Philippe Ridet, 29 janvier 08, p. 20 : « Une attachée de presse grince : « On ne devait même pas parler du Taj Mahal » », ce qui souligne un peu rudement le mécontentement de la dame…
Xavier Ternisien (7 février, page 22) les enchaîne, à propos du quartier des Gratte-ciel à Villeurbanne : « «C’est une utopie, une vision un peu naïve des Etats-Unis», s’enthousiasme Jean-Pierre Jourdain », en une phrase qui montre pourtant peu « d’enthousiasme » ; « «A ma connaissance, c’est un cas unique au monde de centre-ville bâti autour d’un habitat social» », estime Anne-Sophie Clémençon, qui en tant que chercheuse au CNRS, ne devrait pas se contenter « d’estimer ».
Dans le numéro du 8 février page 12, Simon Roger donne la parole à Raymond Domenech : « «Patrick Vieira, comme Willy Sagnol, avaient besoin de temps de jeu. L’un des objectifs de ce match était de leur permettre de jouer et de se rassurer», a reconnu l’entraîneur français » . En fait il n’avait rien à « reconnaître », puisque c’est lui-même qui avait pris cette décision pour ces excellentes raisons !

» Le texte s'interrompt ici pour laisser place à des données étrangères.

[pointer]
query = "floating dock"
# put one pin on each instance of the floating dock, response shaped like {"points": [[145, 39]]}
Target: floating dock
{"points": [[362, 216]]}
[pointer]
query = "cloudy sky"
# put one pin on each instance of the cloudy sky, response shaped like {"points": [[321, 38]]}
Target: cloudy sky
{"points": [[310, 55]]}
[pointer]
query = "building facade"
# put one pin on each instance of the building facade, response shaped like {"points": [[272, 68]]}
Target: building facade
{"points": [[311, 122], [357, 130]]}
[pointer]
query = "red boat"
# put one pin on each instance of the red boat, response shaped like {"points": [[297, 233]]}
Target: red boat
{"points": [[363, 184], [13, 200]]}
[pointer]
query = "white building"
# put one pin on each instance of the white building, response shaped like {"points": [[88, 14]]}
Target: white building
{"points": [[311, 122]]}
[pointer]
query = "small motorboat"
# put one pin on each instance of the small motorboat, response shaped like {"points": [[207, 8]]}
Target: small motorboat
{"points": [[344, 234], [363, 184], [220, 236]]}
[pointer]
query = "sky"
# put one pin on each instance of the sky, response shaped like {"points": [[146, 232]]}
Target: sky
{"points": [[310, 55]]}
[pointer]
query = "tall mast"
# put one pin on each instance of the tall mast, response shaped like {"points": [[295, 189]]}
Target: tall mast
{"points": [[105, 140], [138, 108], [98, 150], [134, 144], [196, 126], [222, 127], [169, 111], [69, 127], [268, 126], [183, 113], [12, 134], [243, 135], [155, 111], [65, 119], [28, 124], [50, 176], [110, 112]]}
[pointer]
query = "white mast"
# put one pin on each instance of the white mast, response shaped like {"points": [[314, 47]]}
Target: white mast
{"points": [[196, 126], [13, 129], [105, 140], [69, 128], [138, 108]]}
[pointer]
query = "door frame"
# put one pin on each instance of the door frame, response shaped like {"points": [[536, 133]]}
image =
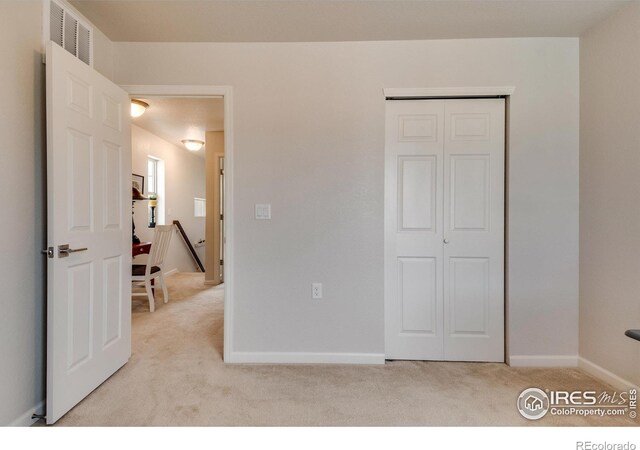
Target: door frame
{"points": [[226, 92], [506, 92]]}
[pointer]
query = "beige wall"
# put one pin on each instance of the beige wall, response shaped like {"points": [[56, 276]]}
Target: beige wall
{"points": [[609, 193], [309, 139], [184, 180]]}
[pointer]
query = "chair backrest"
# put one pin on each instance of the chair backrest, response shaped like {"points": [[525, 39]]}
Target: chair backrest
{"points": [[159, 246]]}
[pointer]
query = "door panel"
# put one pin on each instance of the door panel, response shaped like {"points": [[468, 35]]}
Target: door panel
{"points": [[474, 230], [88, 299], [418, 295], [413, 230], [444, 229]]}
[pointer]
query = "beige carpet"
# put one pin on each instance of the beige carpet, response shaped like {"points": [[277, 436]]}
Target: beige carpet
{"points": [[176, 377]]}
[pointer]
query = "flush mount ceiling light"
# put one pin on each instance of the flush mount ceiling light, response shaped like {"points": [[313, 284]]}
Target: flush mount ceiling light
{"points": [[193, 144], [138, 107]]}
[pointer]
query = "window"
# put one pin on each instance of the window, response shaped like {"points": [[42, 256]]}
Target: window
{"points": [[199, 207], [155, 188], [152, 176]]}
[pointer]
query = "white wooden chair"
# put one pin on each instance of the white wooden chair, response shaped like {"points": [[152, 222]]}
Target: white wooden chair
{"points": [[142, 275]]}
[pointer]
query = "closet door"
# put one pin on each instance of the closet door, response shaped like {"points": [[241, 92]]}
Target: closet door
{"points": [[474, 141], [414, 229]]}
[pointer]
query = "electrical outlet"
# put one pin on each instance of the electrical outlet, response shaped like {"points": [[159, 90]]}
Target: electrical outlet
{"points": [[316, 290]]}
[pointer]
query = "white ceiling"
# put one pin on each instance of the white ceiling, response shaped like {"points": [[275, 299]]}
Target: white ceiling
{"points": [[177, 118], [340, 20]]}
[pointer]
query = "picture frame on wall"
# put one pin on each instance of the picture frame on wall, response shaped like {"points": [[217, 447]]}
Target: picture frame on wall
{"points": [[137, 181]]}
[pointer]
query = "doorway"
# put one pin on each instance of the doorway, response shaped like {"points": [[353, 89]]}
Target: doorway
{"points": [[226, 93], [444, 229]]}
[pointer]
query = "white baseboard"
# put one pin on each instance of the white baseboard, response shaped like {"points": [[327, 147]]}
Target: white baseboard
{"points": [[543, 361], [305, 358], [25, 419], [605, 375]]}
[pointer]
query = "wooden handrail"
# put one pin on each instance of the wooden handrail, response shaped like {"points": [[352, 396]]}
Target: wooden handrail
{"points": [[187, 242]]}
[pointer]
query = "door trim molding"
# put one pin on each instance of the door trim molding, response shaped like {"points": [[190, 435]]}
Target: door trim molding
{"points": [[226, 92], [462, 91]]}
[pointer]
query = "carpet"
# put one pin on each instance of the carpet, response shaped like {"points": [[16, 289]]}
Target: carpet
{"points": [[176, 377]]}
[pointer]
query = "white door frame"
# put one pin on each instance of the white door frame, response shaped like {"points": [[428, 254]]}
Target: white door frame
{"points": [[227, 93], [467, 92]]}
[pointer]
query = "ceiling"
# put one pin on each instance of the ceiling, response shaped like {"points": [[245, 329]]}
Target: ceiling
{"points": [[177, 118], [340, 20]]}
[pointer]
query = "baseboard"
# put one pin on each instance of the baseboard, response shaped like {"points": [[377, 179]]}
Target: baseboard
{"points": [[25, 419], [305, 358], [543, 361], [605, 375]]}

Dans le numéro du 15 février, dans un petit article en bas de page 20, titré « Arrondir ses fins de mois », Mustapha Kessous met en scène un ouvrier, qui « confie qu’«un smic ne suffit pas pour vivre»« , comme s’il s’agissait d’un secret de famille qu’il révèle au journaliste sous le sceau du secret…
Dans celui des 24-25 février, un « must » des journalistes du Monde : marteler. Brice Pedroletti, page 3 : « «La loi sur la propriété est entré en vigueur (…) et la propriété privée est protégée par la loi» martèle notre interlocuteur » ; et Benoît Hopquin page 8 : « «Il faut terminer ce qui a été commencé» martèle l’ancien ministre de Valéry Giscard d’Estaing« . Nous aurons l’occasion de revenir sur ce terme. Hélène Viala nous gratifie aussi page 23 d’un « «Faire corps avec le cheval pour ne pas se faire trop de mal» confie Retamal« , sans doute lui aussi sous le sceau du secret.
Dans le numéro du 5 mars, p. 3, dans l’article signé Catherine Rollot : « »L’année suivante, le nombre d’étudiants noirs et hispaniques inscrits en première année a baissé», explique Bruce Walker » qui, en l’occurrence n’explique rien ici, se contentant de signaler, de souligner ou, bêtement, de dire.